Senegal's Democratic Unrest And The Ghosts Of French Colonialism

The violence that erupted following the sentencing of opposition politician Ousmane Sonko to two years in prison left 16 people dead and 500 arrested. This reveals deep fractures in Senegalese democracy that has traces to France's colonial past.

Image of Senegalese ​Protesters celebrating Sonko being set free by the court, March 2021

Protesters celebrate Sonko being set free by the court, March 2021

Pierre Haski

-Analysis-

PARIS — For a long time, Senegal had the glowing image of one of Africa's rare democracies. The reality was more complicated than that, even in the days of the poet-president Léopold Sedar Senghor, who also had his dark side.

But for years, the country has been moving down what Senegalese intellectual Felwine Sarr describes as the "gentle slope of... the weakening and corrosion of the gains of Senegalese democracy."

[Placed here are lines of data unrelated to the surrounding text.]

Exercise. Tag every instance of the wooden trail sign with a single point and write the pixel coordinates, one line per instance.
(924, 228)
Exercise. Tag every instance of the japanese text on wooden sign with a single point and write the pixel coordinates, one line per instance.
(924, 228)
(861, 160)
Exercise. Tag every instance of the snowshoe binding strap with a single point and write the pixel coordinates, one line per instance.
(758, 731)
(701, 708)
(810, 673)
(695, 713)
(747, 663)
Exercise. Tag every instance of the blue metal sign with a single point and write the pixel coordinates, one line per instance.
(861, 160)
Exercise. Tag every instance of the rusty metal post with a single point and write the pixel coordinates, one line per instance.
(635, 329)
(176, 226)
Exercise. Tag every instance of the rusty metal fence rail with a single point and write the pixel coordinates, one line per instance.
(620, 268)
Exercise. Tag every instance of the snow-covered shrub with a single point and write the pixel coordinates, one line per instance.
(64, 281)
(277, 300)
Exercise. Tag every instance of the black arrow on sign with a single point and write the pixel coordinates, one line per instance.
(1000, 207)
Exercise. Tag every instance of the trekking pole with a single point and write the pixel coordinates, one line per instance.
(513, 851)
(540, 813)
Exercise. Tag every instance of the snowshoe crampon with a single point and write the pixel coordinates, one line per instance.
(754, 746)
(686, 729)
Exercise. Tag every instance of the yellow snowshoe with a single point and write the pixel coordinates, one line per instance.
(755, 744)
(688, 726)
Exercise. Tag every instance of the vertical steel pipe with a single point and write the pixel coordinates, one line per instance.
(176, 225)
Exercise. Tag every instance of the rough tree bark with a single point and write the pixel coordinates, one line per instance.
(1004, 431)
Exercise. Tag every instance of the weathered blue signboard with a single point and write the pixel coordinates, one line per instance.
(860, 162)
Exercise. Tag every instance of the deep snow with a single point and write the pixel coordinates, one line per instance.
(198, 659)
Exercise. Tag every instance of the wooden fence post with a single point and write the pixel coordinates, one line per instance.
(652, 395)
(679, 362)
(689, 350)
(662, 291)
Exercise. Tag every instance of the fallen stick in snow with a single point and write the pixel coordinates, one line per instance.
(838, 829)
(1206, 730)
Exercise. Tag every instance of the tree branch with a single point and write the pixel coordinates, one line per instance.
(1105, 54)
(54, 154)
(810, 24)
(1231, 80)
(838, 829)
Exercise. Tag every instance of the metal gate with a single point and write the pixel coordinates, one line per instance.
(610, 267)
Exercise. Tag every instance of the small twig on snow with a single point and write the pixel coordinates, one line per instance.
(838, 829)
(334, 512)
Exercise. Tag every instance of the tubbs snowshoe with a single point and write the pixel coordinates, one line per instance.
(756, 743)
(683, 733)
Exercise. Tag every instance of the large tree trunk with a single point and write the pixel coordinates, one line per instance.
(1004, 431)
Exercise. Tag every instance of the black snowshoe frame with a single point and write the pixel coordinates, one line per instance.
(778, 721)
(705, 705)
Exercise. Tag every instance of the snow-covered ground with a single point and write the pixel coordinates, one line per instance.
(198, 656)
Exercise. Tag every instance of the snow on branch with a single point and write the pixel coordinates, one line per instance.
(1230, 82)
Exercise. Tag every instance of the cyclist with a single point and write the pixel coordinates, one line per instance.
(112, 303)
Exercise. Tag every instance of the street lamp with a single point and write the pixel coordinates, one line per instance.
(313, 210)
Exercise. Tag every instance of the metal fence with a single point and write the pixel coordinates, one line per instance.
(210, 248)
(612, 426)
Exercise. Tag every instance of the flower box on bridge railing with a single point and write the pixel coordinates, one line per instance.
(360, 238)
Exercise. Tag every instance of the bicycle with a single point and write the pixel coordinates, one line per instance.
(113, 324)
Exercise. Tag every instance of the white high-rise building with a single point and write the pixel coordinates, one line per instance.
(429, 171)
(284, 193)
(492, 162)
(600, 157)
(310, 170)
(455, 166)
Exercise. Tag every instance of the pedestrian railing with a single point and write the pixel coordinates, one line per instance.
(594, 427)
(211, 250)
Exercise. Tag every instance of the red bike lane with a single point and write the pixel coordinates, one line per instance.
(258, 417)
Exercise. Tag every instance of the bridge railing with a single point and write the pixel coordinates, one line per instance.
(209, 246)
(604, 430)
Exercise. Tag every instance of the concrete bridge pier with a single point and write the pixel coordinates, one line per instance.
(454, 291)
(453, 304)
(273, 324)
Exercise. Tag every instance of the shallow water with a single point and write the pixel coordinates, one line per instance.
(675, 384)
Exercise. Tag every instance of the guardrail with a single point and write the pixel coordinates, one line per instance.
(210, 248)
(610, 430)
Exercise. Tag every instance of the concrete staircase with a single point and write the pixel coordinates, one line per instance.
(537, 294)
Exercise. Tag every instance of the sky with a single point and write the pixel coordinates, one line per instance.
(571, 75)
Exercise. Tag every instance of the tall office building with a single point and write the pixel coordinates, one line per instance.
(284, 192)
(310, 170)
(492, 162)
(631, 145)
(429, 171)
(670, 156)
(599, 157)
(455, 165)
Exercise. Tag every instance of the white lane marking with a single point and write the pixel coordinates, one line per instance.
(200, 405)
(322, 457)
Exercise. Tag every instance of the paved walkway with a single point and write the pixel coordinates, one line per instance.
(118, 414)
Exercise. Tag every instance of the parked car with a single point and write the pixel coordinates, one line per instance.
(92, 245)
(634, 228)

This has been demonstrated once again over the last few days, with a wave of violence that has left 16 people dead, 500 arrested, the internet censored, and a tense situation with troubling consequences. The trigger? The sentencing last Thursday of opposition politician Ousmane Sonko to two years in prison, which could exclude him from the 2024 presidential elections.

Young people took to the streets when the verdict was announced, accusing the justice system of having become a political tool. Ousmane Sonko had been accused of rape but was convicted of "corruption of youth," a change that rendered the decision incomprehensible.